Born and raised in the Jim Crow South at the outset of the Great Depression, he witnessed – and experienced – real injustice. He had to feel a pull to view America as representing bad rather than good. As an adult he admitted to having experienced youthful bitterness toward his white countrymen, and to youthful struggles over how he should look upon them. However, he did not succumb to those simplistic impulses.

King came to view the American experiment as a major good, albeit one that was not yet complete, and he consistently tied the Civil Rights Movement’s goals to America’s goals. In a letter he wrote to fellow pastors while imprisoned in Birmingham, he said: “We will reach the goal of freedom in Birmingham and all over the nation, because the goal of America is freedom…We will win our freedom because the sacred heritage of our nation and the eternal will of God are embodied in our echoing demands.”

Many people know of that “Letter from a Birmingham Jail,” but how many have read it? If anyone wants to get a true glimpse into a man’s mind, they should take the time to do so this month.
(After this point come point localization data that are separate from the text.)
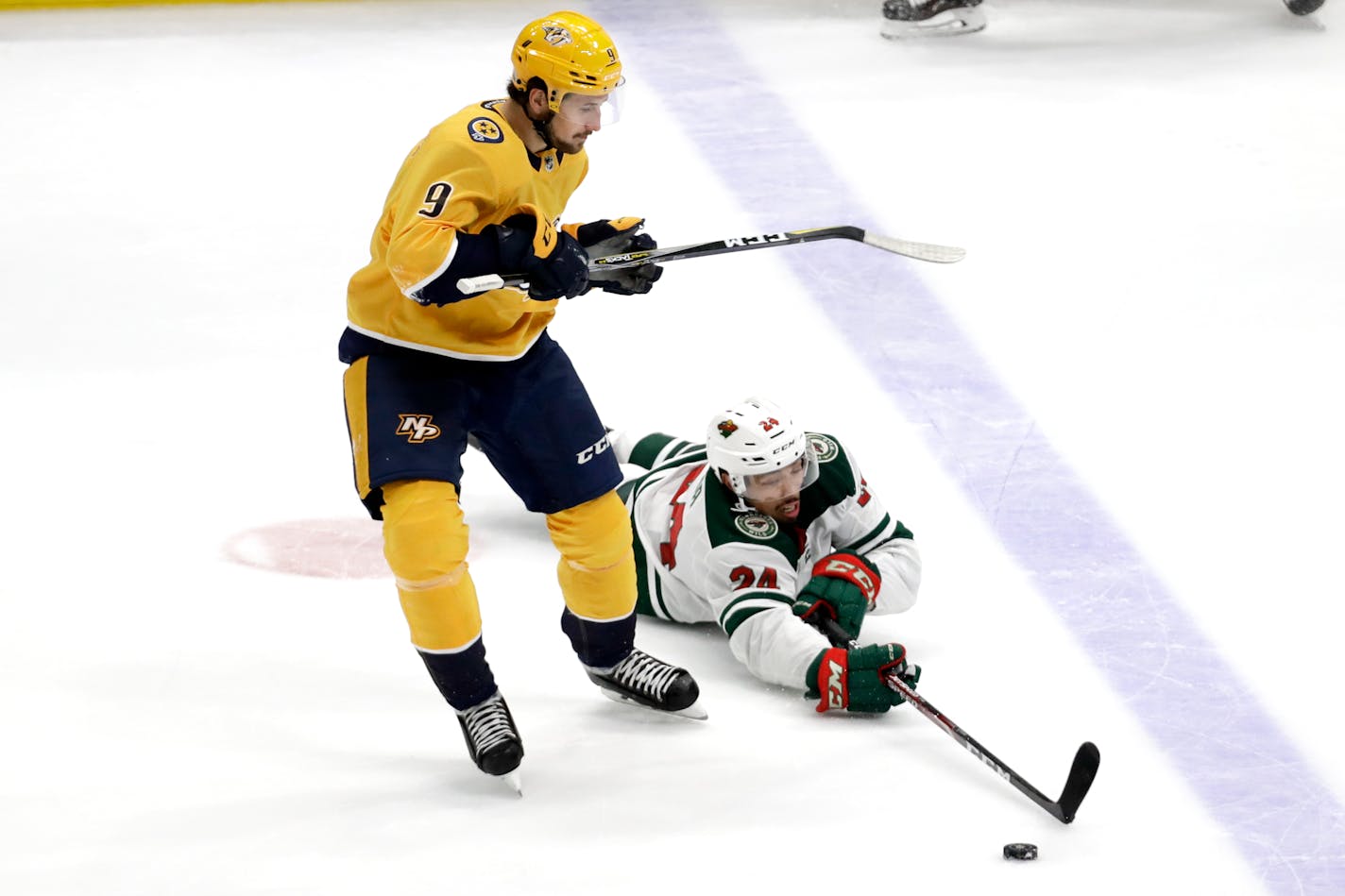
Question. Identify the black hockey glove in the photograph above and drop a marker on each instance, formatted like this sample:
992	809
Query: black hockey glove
561	273
603	238
843	586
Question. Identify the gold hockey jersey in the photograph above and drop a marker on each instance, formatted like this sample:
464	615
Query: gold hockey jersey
468	173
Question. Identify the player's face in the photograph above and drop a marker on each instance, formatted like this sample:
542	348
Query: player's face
776	494
580	114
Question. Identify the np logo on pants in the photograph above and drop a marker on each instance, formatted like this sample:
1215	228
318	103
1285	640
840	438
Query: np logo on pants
417	428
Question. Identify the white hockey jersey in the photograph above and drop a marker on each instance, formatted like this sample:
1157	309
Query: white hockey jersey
700	560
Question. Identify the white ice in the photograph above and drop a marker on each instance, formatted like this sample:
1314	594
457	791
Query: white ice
1153	201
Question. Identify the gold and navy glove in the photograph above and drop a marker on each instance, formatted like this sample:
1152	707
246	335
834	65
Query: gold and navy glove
564	272
843	586
612	237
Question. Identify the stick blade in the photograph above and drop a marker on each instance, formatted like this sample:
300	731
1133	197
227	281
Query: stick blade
1081	779
922	250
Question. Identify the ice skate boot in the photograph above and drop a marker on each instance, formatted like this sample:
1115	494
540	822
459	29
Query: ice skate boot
650	683
931	18
492	738
1303	7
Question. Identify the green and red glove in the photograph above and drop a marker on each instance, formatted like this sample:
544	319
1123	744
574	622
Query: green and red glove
854	680
843	586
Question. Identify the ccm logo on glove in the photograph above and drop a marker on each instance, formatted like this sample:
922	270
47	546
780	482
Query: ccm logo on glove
853	570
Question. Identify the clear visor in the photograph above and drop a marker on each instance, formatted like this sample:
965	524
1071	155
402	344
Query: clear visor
776	484
589	110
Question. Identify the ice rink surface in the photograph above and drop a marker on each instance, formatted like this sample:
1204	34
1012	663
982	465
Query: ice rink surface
1115	431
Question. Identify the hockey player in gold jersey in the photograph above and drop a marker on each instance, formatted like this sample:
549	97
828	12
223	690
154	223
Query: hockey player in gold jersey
485	193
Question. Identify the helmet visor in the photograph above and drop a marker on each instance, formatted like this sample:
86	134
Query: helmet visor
776	484
592	110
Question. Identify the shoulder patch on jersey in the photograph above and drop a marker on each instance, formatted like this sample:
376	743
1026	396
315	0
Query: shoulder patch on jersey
757	526
824	447
485	130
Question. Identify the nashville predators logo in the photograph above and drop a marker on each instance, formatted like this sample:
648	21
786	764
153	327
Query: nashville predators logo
485	130
557	37
417	428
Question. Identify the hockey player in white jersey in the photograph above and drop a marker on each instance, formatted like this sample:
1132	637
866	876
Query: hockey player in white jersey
758	531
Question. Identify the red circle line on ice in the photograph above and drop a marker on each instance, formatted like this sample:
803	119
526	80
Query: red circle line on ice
317	548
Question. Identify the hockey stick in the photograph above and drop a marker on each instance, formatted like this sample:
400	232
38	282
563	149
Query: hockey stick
1081	772
922	250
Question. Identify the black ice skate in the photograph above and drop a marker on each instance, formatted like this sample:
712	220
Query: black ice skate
1303	7
650	683
931	18
492	738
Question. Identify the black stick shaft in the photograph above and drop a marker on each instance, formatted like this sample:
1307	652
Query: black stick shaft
1081	774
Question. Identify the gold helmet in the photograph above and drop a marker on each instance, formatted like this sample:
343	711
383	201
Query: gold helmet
570	54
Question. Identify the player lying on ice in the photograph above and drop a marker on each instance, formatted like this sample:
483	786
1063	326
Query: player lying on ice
761	529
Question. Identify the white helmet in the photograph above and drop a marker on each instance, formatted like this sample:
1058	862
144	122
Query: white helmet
754	437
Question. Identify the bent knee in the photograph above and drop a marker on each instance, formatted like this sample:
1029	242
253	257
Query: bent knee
424	534
592	535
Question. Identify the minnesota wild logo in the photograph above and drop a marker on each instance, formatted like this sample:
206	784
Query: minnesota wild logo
824	447
757	526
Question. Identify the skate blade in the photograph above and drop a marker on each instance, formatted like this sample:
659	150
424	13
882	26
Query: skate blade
690	712
948	23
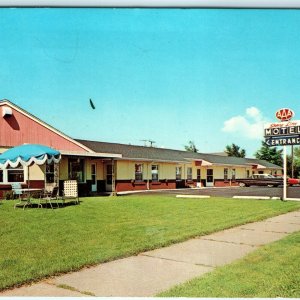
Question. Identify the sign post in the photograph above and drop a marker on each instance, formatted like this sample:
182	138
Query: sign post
284	174
285	133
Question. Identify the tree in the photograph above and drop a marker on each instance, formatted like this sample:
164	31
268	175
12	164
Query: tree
235	150
191	147
270	154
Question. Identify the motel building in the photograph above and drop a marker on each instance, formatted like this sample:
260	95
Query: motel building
101	167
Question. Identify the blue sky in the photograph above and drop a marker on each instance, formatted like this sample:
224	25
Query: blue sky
214	76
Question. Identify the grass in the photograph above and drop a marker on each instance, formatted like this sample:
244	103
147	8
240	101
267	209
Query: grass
269	272
37	243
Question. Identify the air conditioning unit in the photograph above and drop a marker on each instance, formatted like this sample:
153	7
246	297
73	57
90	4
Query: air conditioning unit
6	111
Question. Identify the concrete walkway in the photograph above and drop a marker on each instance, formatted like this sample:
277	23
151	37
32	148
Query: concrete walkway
154	271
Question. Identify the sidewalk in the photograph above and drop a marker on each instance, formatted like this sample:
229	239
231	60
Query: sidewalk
154	271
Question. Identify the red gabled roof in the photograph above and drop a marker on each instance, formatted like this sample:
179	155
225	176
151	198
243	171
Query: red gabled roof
22	127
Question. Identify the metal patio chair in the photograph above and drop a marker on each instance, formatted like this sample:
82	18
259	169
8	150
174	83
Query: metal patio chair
70	191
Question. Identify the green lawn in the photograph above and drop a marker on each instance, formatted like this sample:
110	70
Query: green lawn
41	242
270	272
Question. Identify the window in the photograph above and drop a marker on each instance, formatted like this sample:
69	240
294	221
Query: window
233	174
189	174
225	174
154	172
210	175
138	172
178	173
15	174
76	169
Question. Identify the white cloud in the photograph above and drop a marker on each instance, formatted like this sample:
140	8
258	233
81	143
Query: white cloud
249	125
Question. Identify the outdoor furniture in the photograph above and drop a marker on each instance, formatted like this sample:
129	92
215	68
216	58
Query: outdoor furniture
17	193
26	197
70	191
48	197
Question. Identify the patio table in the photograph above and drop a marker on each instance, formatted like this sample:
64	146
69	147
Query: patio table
28	199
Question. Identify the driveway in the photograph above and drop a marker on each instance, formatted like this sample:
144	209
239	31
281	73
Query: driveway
229	192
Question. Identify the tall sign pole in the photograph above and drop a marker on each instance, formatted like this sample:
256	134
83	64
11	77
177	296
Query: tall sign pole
286	133
284	174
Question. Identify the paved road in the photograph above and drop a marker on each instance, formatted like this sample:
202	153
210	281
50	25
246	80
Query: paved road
293	192
152	272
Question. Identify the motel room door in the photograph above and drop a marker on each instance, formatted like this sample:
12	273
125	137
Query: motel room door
108	177
94	177
209	177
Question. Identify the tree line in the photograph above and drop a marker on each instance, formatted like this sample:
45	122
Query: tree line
270	154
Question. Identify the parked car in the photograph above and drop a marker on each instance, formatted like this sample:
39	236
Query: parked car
261	180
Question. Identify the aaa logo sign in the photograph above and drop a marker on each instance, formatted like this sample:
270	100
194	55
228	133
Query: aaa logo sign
284	114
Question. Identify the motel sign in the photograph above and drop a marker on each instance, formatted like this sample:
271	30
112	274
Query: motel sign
285	133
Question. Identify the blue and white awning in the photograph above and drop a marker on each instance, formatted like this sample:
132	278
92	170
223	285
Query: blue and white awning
27	155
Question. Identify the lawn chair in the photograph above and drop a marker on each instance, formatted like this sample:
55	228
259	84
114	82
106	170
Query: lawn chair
48	197
17	193
70	191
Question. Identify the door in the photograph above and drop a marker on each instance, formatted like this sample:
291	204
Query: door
94	177
198	178
209	177
109	175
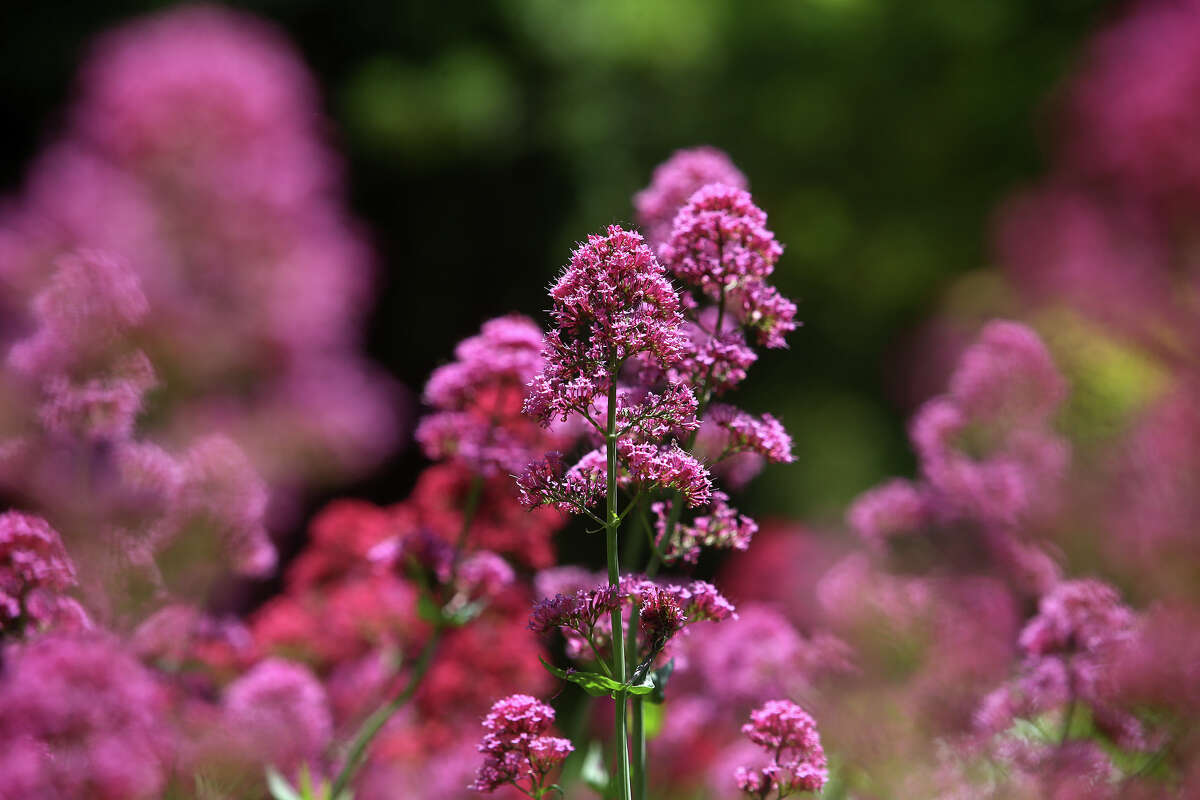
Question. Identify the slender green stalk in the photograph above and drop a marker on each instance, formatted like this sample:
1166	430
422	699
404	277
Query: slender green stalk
379	716
372	725
618	641
637	733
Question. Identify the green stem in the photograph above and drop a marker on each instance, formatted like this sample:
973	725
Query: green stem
618	641
378	719
639	728
379	716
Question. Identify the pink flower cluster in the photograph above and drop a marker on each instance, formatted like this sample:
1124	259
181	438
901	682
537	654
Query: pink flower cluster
583	614
516	749
1068	649
35	573
720	245
676	180
478	401
79	717
990	459
797	759
610	304
187	235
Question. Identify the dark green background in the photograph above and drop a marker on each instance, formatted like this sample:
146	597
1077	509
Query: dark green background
484	138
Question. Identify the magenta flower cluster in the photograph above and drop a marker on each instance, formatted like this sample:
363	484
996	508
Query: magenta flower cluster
675	181
797	759
516	749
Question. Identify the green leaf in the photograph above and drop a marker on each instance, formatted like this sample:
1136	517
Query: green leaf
595	684
594	773
463	614
427	609
659	678
280	787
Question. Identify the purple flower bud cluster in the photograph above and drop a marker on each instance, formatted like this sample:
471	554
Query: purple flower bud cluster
1068	649
35	573
797	761
989	456
721	528
720	246
190	226
516	749
665	609
79	717
478	398
279	714
675	181
612	302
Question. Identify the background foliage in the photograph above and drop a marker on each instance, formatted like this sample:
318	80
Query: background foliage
484	138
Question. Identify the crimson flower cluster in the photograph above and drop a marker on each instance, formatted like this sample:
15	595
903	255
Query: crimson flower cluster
516	749
478	401
676	180
797	761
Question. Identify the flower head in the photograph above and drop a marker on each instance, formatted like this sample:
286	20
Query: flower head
797	759
478	400
720	528
719	240
613	301
279	711
79	717
676	180
516	749
35	570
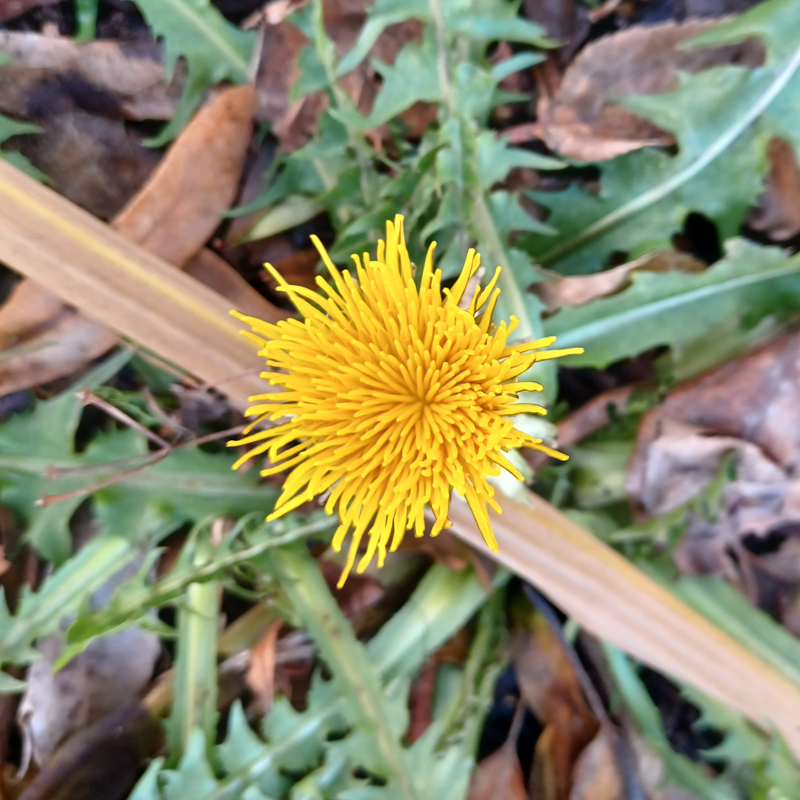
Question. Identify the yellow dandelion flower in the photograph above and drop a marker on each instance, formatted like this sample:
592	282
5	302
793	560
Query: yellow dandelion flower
392	395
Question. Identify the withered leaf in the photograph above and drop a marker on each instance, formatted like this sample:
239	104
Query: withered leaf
173	216
582	119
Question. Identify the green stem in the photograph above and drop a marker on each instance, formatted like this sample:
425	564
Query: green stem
327	54
302	580
195	701
512	301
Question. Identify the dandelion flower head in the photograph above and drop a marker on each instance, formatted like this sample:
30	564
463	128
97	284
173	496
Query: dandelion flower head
393	392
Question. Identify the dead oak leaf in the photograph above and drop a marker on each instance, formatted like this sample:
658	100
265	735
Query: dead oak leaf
582	120
260	677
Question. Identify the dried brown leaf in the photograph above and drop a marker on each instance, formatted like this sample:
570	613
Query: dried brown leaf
613	600
94	161
749	405
551	689
60	348
183	202
172	216
103	77
102	761
420	700
778	211
184	322
261	672
216	273
582	121
577	290
596	775
500	774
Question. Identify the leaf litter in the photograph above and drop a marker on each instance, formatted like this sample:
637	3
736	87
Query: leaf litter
362	123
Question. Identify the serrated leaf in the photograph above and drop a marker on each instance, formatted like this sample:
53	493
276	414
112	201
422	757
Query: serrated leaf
481	21
11	127
39	613
214	51
722	119
496	159
399	91
675	308
321	751
185	486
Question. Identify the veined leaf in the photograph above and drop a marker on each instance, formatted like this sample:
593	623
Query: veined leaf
185	486
328	744
722	120
214	51
481	21
39	613
675	308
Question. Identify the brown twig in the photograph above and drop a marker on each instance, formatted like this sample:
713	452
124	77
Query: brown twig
89	398
151	458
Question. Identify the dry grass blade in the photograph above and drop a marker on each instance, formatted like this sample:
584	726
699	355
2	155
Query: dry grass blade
89	265
119	284
611	598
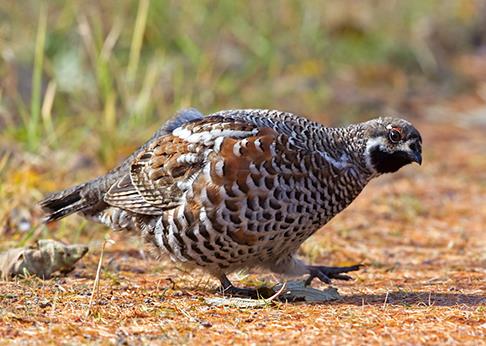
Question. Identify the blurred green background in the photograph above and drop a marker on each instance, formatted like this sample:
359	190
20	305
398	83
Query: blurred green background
99	76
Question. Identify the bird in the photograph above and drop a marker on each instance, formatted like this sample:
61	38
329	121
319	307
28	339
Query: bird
240	189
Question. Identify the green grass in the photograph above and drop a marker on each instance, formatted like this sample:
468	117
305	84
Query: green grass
118	69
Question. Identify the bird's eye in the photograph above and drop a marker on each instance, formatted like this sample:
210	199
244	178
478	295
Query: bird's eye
395	135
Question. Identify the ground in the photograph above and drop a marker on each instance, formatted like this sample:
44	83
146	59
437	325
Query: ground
420	233
83	83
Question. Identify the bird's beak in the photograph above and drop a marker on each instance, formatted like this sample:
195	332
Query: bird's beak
416	156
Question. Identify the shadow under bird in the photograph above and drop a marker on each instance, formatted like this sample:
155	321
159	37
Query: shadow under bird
241	188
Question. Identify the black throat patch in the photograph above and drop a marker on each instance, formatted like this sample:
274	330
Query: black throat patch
385	162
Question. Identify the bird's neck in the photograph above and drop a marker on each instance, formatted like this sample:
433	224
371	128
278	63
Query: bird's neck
346	146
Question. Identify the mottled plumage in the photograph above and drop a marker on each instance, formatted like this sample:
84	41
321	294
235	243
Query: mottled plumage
241	188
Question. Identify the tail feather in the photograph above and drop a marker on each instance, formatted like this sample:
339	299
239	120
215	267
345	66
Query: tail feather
60	204
89	197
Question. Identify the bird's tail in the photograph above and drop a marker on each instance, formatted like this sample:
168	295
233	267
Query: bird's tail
60	204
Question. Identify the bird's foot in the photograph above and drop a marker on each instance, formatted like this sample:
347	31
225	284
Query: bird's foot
325	274
227	288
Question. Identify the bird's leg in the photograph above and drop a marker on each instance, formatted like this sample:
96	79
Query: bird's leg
227	288
325	274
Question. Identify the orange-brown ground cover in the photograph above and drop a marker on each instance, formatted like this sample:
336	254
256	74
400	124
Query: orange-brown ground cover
421	233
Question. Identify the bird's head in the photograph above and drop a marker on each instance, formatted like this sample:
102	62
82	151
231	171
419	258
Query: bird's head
391	144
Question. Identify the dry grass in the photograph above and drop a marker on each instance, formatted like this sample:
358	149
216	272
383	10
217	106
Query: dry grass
84	85
421	233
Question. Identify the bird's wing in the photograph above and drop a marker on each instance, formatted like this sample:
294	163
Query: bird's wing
163	172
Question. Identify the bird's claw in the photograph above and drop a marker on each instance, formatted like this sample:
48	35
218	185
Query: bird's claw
325	274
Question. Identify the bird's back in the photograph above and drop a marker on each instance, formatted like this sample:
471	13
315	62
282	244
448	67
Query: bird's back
231	190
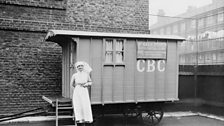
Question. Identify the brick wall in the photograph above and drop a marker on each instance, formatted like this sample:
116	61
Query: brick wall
31	67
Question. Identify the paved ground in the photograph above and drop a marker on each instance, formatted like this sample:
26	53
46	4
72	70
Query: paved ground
119	121
175	115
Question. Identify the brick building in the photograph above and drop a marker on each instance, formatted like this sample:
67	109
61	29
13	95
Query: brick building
30	67
202	55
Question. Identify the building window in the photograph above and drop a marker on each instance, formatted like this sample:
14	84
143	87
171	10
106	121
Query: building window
168	30
175	29
201	23
182	27
210	21
114	51
161	31
220	17
193	24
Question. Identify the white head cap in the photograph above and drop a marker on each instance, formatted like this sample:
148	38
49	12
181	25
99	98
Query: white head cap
86	67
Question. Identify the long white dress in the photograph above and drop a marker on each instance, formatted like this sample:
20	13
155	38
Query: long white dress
81	100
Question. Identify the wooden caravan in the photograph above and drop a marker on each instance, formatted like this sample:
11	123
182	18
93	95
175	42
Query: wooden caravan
127	68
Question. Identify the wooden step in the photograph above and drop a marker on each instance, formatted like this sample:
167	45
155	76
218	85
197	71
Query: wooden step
64	117
65	107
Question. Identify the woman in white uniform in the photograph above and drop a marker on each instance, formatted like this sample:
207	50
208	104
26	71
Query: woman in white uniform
80	81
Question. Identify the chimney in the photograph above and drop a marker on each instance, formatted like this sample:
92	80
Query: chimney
161	13
191	8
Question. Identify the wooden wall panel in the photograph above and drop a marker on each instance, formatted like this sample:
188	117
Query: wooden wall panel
118	84
140	83
171	72
96	75
107	86
130	68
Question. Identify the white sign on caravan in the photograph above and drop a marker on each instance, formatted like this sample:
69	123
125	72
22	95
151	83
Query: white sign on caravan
151	65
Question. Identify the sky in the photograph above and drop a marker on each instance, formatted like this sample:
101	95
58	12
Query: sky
172	7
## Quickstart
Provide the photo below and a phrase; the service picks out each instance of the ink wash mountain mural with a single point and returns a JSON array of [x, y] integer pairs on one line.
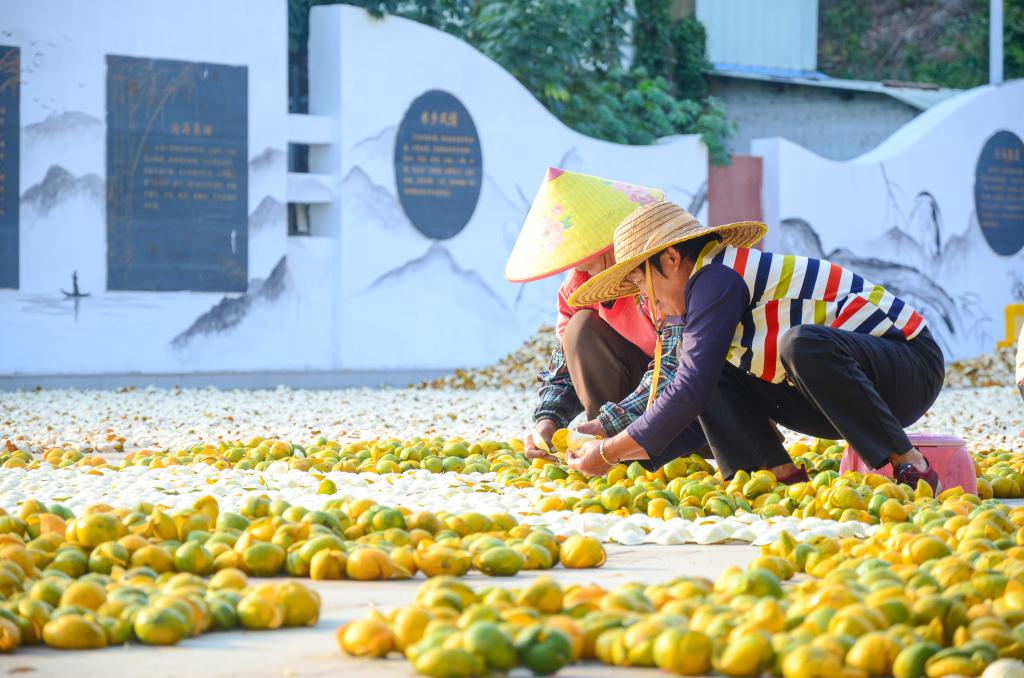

Race relations, and civil rights revolving around race, are of course major factors in the letter, but its overall scope is universal, and the social situations it addresses are broader than race, and the combination of thought and knowledge that went into composing it is breathtakingly deep.

The letter takes Thoreau’s notion that moral people must not passively accept the existence of injustice, and drives home its importance by observing that “we will have to repent in this generation not merely for the vitriolic words and actions of the bad people, but for the appalling silence of the good people. We must come to see that human progress never rolls in on wheels of inevitability.”

King’s religious upbringing and the fact he was a pastor are evident in “Letter from a Birmingham Jail” – which is one of the things that makes reading it so interesting, for based on current portrayals of King, most Americans are probably not aware that his views on civil rights were outgrowths of his faith.

Do not take that to mean he was shy of criticizing religion, however, for the letter bluntly said “the contemporary church is often a weak, ineffectual voice with an uncertain sound.” It warned, “If the church of today does not recapture the sacrificial spirit of the early church, it will lose its authentic ring, forfeit the loyalty of millions, and be dismissed as an irrelevant social club with no meaning for the twentieth century.” Ouch!

If we are going to have a national holiday in MLK’s honor, we should think about the totality of who he was and what he believed. To pause for only a few seconds, and think only in childlike fashion that “he believed in equality and wanted everyone to get along,” would be to miss the big picture in a big way.